Три пары заплаканных глаз избегали встречаться друг с другом.
Это было не семейное вечернее чаепитие, а задумчивое напоминание друг другу о недавней ссоре, полное взаимных упреков, спрятанных за припухшими масками измученных лиц.
Глаза у Демьяна Николаевича были серо-розовыми, и Дина Демьяновна поняла, что отец тоже плакал. Его лысый большой лоб блестел на свету, а чашечка с чаем дрожала в пальцах.
Все они чувствовали себя напряженно, тайно надеясь, что кто-то первым начнет примирительный разговор. Но никто не решался быть первым, считая именно себя правым в той гнусной и крикливой, истеричной ссоре, которая все еще молчаливо бурлила в каждом из них, тупо сдавливая грудь тоской.
Чай, как всегда, был душистым и крепким, маленькие красные яблочки светились сердоликами в вазочке, а «Снежинка» холодила язык.
Все молчали.
Тогда Татьяна Родионовна тихо сказала:
— Надо есть варенье, а то совсем засахарится.
Демьян Николаевич, словно ждал все время этого замечания, резко повернулся к дочери и виновато проговорил:
— Не дуйся. Я не хотел тебя обидеть. Мне хотелось встряхнуть тебя.
Татьяна Родионовна ободренно улыбнулась и с надеждой в голосе продолжила:
— Он ведь за тебя переживает. Разве ты не знаешь своего папу? Неужели ты думаешь, что мы не хотим тебе счастья? Мы готовы все сделать, лишь бы ты у нас была счастливой.
— Не стоит об этом, — прервала ее Дина Демьяновна. — Счастье... Счастливой... Я все это отлично понимаю и не сержусь совсем.
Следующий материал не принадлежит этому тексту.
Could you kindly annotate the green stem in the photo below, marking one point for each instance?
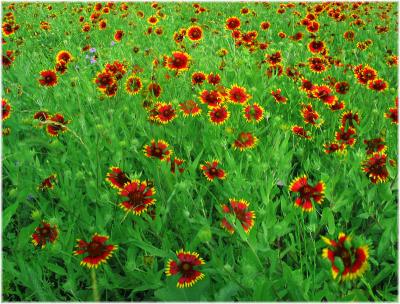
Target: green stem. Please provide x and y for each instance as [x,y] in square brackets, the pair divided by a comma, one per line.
[96,296]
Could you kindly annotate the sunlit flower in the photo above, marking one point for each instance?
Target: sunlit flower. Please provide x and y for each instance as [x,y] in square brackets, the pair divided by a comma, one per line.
[211,170]
[158,150]
[348,261]
[139,196]
[238,208]
[44,234]
[307,193]
[97,251]
[186,266]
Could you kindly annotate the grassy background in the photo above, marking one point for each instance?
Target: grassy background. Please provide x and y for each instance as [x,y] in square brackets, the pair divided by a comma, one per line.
[281,258]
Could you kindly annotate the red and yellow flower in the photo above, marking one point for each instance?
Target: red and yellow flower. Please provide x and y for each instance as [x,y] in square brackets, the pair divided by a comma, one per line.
[219,115]
[49,78]
[138,196]
[157,149]
[253,113]
[307,193]
[133,85]
[178,62]
[211,98]
[187,265]
[58,124]
[238,208]
[165,112]
[117,178]
[211,170]
[65,56]
[6,109]
[238,95]
[190,107]
[97,251]
[44,233]
[194,33]
[348,261]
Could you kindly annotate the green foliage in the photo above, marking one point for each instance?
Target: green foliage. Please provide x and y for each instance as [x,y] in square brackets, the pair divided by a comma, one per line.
[280,259]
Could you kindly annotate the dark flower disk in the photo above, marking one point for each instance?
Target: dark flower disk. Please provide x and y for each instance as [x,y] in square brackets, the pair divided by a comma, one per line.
[260,137]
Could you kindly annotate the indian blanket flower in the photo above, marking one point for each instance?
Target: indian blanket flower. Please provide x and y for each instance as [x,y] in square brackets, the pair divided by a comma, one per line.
[238,208]
[378,85]
[6,109]
[348,260]
[219,115]
[57,124]
[375,167]
[232,23]
[190,107]
[165,112]
[310,116]
[342,87]
[278,97]
[198,78]
[375,145]
[138,196]
[334,147]
[245,141]
[49,78]
[44,233]
[194,33]
[307,193]
[64,55]
[300,131]
[186,266]
[253,113]
[178,62]
[211,98]
[98,252]
[157,149]
[350,118]
[346,136]
[211,170]
[117,178]
[238,95]
[133,85]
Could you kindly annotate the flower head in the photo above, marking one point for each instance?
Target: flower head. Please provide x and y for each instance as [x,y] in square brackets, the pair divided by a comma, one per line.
[178,62]
[158,150]
[238,95]
[6,109]
[117,178]
[44,233]
[211,170]
[139,196]
[49,78]
[219,115]
[348,261]
[97,251]
[187,265]
[307,193]
[239,208]
[253,113]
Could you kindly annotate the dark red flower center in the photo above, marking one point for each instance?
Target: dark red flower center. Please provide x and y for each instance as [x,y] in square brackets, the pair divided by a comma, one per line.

— Даст бог, все образуется, — осторожно добавила Татьяна Родионовна, — Может, когда-нибудь он станет хорошим мужем. Мы, Диночка, просто волнуемся за тебя. Столько лет он с тобой... Ты с ним... Пора бы решить, будешь ты с ним жить, поженитесь вы или что... Мы понимаем, он твой муж. Но и ты пойми нас. Мы хотим видеть семью, мы волнуемся за тебя, переживаем. Ты не можешь нас ни в чем упрекнуть. Мы все эти годы принимали Петра как родного человека, мы старались все сделать так, чтобы он почувствовал себя не в гостях, а дома, не гостем, а хозяином. Разве не так? Ты нас с отцом не можешь упрекнуть. Но что получается? Был ли у вас с ним разговор о том... что...
— О чем?
— О том, что надо все-таки сходить в загс, расписаться. Купить обручальные кольца. Если у вас не будет денег на кольца, мы с папой поможем. Мы уже говорили об этом... Но как вы сами-то думаете? Жить-то как?
Дина Демьяновна вертела пустую чашечку с чаинками на донышке и, щуря припухшие глаза, смотрела и слушала, как она движется и позванивает на блюдечке.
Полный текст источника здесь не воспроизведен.